Их ветки-кости медленно двигались, туманные саваны окутывали их, поднимаясь от разогретой земли. Вместо лиц черные провалы тьмы скалились ему в глаза. Орландо стоял неподвижно и смотрел, как сужается кольцо, по которому они двигаются. Скоро ли они сомкнут его? Долго ли ему оставаться живым и чувствовать биение теплой крови в своих пальцах, прежде чем они высосут ее?
Временами ему казалось, что он узнает их: вот та, самая высокая и плотная фигура несомненно был Ибрагим. Он ворожил, размахивая туманным саваном, и нагонял марево на своего кровного врага, погубившего его семью и прервавшего династию. А ведь при жизни он был вполне сносным человеком, если не брать в расчет его профессиональные качества как короля. Орландо помнил его в Тайном знаке – король был приветлив и обаятелен, производил хорошее впечатление. Как же тогда он был молод, и совершенно не представлял себе последствий своего деяния! Он тогда и представить себе не мог, что этот приятный человек всего лишь через несколько часов встретится ему здесь, с оторванной головой, примотанный к шесту. Все казалось ему увлекательной и опасной игрой, но правду он осознал только здесь. С тех пор Орландо больше не питал иллюзий.
В ночь перед казнью принцессы он уже знал, как будет выглядеть ее лицо после смерти. Но даже тогда он испытал шок. Самое страшное его воспоминание относилось не к пожарной прогалине, нет – это была Голубиная роща и подземный ход, в котором стоял гроб с принцессой. Может, оттого, что Орландо любил ее, но ему казалось, что смерть изменила ее больше, чем других. Когда он видел множество трупов в чумной Амаранте, он так не пугался, как тогда при свете факелов, увидев обведенные фиолетовой каймой губы девушки.

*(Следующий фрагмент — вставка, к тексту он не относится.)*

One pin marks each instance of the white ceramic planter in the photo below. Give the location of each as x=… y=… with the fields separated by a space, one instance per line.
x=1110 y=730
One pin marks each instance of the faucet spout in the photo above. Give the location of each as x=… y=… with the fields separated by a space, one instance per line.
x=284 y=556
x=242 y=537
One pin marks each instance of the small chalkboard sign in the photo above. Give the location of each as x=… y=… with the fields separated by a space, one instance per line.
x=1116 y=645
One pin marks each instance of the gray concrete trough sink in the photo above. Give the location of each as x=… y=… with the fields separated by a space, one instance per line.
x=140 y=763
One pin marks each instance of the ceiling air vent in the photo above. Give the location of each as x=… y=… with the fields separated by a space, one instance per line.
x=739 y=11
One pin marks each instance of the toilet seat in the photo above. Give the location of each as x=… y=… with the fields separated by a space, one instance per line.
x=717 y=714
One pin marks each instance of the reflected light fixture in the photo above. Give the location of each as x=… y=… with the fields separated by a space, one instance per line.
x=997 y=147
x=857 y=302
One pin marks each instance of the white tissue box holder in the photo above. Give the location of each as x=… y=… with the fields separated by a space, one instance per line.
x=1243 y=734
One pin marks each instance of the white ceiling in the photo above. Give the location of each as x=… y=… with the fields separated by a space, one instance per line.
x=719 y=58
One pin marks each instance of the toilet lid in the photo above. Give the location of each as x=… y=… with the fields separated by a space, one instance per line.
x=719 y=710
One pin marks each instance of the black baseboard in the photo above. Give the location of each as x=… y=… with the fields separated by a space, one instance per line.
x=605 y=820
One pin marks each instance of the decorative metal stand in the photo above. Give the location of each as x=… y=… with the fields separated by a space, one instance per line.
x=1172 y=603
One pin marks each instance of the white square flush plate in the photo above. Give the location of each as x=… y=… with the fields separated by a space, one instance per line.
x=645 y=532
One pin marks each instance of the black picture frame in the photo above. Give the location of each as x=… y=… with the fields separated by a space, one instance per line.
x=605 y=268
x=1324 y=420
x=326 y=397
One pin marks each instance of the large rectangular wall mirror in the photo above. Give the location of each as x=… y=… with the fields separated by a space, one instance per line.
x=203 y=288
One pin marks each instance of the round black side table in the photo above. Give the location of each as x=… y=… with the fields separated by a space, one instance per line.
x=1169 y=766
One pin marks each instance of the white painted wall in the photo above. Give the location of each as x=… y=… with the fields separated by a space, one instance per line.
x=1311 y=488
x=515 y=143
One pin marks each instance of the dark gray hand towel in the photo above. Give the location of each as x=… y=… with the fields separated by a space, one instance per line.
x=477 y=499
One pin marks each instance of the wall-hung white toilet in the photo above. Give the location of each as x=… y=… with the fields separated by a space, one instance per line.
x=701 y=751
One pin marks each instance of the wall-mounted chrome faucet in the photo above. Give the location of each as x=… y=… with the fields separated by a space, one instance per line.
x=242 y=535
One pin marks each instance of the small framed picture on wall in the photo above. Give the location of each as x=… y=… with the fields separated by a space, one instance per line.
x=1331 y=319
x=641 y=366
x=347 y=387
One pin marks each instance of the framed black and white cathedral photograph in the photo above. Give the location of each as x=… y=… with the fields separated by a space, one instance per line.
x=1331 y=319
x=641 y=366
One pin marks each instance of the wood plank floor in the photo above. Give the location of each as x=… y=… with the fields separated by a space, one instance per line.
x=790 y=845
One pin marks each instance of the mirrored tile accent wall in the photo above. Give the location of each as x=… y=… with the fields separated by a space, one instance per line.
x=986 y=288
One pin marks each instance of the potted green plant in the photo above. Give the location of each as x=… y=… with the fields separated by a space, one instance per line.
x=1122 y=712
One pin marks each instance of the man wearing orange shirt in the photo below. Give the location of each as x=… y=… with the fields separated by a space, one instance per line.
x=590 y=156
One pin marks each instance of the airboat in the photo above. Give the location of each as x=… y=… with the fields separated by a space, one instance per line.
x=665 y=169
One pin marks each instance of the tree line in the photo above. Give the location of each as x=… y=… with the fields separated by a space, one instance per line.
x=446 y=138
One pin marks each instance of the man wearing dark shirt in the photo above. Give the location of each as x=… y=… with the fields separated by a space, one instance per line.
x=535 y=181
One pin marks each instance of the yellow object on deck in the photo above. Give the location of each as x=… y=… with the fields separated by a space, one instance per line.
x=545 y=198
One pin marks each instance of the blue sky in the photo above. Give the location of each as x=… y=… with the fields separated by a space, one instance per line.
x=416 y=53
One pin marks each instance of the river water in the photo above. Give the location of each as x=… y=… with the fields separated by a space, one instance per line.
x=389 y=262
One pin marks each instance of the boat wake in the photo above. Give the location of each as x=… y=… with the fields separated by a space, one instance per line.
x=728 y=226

Несколько крохотных черт, небольшие изменения, но ее лицо навсегда стало чужим. В мутном зеркале в покоях королевы Мередит он тогда увидел именно его. Был ли это призрак Лии или просто его воображение? Он часто размышлял об этом, но ответа так и не нашел. Вроде у принцессы был повод злиться на него, но он считал, что она не сердилась и понимала, почему Орландо был вынужден поступить по всей строгости закона. С другой стороны, она никогда не снилась ему, не являлась привидением и даже не всплывала в мыслях. Она оставила его навсегда и не напоминала о себе.
Как много наслоилось на его память: его собственные убеждения, надежды и чаяния затерли истинный смысл событий. А вот сейчас наблюдая движущиеся туманные фигуры в сумерках, он внезапно вспомнил, как все было на самом деле: он ведь мог отпустить Лию, и даже в какой-то момент серьезно подумывал об этом. Но мысль о том, что она будет принадлежать кому-то другому, оказалась для него нестерпимой. Какая чудовищная глупость!
Сейчас его это больше не беспокоило. Не имело значения перед лицом вечности, когда на тебя надвигаются самые мрачные воспоминания твоей жизни. Впрочем, даже если бы они не надвигались, это все равно не имело бы значения. Он ошибся.
Не нужно было ему так упорно преследовать человека, который не любил его. Лучше бы жил себе один или обратил внимание на кого-нибудь другого. Орландо стал копаться в своей памяти, пытаясь припомнить, когда появилась в их департаменте госпожа Брадаманте. Надо было на ней жениться. Хотя нет никакой уверенности в том, что она бы согласилась. Даже пусть это была бы не госпожа Брадаманте, а любая другая женщина, он мог бы быть счастлив. У него могли бы быть дети и все те мелкие заботы, которые сопровождают совместную человеческую жизнь, и делают ее сносной и осмысленной. Так почему он никого не полюбил?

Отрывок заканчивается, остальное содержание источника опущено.